Forward-model results with aerosol loading. Simulated radiance spectra for CHRONOS corresponding to TOA $D$ (a) and $A$ (b) signals with the CHRONOS CH${}_{\mathrm{4}}$ SWIR channel band pass applied. Simulations are for a midlatitude summer atmosphere with solar zenith angle $=$ 0, satellite zenith angle $=$ 40${}^{\circ }$ and surface albedo $=$ 0.2. Black lines represent the case without aerosol scattering, and blue lines show radiances with aerosol scattering for urban aerosols (AOD is 0.089, which is obtained by scaling the OPAC urban aerosol case by 1.5). $D/A$ is computed after integration over the band pass and is changed by $-$0.039 % for the case with aerosols compared to without.

[Figure omitted.
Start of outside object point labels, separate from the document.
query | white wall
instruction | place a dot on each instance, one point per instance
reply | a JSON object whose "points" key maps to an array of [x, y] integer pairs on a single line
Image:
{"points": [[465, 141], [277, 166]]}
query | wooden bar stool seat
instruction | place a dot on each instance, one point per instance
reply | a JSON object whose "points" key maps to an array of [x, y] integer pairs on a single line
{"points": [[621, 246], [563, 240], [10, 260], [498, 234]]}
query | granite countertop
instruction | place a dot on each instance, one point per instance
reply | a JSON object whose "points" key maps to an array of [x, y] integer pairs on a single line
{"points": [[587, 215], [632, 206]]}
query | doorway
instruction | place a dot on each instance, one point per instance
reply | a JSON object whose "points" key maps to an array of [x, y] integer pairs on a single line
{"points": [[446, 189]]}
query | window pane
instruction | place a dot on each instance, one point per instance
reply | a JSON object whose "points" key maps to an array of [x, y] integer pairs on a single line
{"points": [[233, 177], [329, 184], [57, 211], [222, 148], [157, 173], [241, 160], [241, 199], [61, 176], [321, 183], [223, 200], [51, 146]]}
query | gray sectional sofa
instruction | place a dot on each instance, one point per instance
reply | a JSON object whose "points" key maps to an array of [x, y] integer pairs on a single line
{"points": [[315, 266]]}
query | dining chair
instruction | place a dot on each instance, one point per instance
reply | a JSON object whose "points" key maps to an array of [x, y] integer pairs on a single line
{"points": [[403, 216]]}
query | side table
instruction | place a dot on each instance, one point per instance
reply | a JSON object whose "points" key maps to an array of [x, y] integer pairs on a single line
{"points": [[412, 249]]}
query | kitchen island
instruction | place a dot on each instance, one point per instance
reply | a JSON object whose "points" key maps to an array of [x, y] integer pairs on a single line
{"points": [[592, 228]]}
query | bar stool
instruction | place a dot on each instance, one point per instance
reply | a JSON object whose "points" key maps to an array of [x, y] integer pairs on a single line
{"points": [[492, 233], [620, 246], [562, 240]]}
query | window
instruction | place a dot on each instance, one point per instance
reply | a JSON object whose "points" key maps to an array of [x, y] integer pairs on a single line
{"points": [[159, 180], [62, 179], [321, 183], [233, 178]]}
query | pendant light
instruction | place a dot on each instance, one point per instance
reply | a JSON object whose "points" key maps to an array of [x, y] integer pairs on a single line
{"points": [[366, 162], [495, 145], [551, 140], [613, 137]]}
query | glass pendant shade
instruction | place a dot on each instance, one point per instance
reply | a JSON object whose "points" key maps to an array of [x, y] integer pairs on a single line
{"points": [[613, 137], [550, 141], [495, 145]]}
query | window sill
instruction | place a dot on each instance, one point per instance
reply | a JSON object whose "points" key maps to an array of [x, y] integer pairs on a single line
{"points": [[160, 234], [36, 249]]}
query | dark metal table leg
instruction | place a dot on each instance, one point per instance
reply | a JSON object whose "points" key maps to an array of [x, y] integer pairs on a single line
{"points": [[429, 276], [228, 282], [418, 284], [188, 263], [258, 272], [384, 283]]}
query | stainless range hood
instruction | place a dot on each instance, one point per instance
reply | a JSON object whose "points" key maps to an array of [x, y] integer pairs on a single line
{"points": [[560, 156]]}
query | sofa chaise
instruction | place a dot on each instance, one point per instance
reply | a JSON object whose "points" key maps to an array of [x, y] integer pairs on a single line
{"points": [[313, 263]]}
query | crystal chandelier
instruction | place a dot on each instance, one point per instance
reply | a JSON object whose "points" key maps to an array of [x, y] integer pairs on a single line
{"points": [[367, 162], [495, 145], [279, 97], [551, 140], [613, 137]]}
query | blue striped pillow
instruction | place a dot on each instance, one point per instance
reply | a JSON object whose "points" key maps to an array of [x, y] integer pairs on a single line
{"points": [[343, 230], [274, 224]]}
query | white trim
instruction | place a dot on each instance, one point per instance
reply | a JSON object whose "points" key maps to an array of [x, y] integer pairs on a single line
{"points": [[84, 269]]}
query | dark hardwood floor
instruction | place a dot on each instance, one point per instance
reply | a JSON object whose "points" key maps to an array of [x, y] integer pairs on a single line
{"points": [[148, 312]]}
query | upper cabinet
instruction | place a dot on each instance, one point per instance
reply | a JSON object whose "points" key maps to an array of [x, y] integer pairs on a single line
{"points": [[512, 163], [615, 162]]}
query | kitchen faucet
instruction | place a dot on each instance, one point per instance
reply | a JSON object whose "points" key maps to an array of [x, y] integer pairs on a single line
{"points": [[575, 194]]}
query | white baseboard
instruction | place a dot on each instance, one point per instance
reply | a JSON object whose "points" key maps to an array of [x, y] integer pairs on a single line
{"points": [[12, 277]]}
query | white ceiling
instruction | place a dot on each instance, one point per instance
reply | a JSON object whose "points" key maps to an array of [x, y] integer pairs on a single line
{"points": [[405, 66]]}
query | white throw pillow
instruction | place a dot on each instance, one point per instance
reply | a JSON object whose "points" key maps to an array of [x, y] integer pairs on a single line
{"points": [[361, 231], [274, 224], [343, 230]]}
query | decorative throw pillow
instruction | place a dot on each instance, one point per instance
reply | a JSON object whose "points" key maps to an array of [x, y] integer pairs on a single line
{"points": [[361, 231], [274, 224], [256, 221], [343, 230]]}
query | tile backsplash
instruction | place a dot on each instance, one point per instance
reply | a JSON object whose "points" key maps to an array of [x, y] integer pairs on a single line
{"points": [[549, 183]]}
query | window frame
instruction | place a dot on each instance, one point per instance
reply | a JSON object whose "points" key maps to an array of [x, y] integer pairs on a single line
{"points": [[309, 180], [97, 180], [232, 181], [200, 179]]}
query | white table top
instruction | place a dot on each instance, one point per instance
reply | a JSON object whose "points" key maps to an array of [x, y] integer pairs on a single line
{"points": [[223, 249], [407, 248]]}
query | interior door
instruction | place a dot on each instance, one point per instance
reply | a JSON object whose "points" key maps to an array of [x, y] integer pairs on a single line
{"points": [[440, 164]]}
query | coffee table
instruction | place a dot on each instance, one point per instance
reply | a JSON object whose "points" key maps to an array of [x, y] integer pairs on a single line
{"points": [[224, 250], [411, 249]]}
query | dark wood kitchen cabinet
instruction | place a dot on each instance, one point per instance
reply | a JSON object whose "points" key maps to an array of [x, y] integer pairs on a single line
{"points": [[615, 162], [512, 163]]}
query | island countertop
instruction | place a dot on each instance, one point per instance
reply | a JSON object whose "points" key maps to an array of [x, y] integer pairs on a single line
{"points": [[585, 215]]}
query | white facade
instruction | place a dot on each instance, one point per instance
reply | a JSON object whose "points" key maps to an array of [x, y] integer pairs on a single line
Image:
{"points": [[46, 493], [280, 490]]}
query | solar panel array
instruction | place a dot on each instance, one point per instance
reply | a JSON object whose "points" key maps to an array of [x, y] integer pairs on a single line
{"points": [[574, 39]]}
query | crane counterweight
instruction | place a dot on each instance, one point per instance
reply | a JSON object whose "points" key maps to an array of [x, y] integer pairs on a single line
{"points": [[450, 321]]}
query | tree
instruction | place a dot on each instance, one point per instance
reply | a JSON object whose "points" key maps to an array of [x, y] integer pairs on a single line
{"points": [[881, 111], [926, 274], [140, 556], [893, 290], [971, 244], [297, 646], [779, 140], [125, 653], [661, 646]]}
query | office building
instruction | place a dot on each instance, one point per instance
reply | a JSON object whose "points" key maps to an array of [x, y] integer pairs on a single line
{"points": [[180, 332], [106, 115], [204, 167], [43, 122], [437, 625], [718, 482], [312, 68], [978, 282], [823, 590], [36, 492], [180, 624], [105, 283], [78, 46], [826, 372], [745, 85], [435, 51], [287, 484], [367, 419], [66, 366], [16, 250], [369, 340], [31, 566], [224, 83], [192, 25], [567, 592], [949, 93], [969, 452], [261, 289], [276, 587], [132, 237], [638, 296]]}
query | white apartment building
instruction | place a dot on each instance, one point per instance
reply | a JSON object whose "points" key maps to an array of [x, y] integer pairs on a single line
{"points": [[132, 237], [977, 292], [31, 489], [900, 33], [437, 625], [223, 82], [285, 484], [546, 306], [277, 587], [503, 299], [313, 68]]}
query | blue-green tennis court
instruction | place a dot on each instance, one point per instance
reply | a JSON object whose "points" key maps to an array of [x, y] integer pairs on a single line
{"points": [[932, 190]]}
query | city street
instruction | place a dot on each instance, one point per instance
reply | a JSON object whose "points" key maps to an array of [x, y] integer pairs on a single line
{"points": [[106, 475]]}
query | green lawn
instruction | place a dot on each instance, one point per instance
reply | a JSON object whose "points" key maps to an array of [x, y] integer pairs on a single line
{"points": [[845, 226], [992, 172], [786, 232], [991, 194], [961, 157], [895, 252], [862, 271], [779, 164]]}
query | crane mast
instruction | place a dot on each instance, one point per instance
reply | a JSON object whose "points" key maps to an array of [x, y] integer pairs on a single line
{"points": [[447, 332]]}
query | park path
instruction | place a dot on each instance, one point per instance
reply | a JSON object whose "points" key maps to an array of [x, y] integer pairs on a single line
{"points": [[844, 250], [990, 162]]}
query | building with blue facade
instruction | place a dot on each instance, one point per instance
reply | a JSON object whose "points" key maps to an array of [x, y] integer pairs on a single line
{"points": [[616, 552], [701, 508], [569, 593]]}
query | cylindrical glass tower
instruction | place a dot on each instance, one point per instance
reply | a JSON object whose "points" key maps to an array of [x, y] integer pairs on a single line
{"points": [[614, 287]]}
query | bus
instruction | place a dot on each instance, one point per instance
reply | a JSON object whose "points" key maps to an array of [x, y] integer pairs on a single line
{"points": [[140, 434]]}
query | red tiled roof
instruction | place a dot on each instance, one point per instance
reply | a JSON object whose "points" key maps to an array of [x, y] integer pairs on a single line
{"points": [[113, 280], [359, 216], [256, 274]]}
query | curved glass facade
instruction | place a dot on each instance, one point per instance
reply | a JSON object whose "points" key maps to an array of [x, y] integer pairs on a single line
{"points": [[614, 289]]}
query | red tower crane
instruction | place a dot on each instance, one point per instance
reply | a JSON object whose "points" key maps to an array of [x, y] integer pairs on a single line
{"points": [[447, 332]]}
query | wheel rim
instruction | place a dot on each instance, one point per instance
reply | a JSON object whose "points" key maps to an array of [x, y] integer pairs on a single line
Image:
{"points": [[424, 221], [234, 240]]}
See PDF]

A summary of CHRONOS precision and accuracy requirements for column CO and CH${}_{\mathrm{4}}$ is given in Table 2. Validation activities for CHRONOS will use aircraft profiles from ongoing flight programs, such as IAGOS (Nédélec et al., 2015) and existing ground data networks such as TCCON (Wunch et al., 2010) to detect biases in CO and CH${}_{\mathrm{4}}$ similar to the proven approach used for GOSAT and OCO-2 validation (Schepers et al., 2012).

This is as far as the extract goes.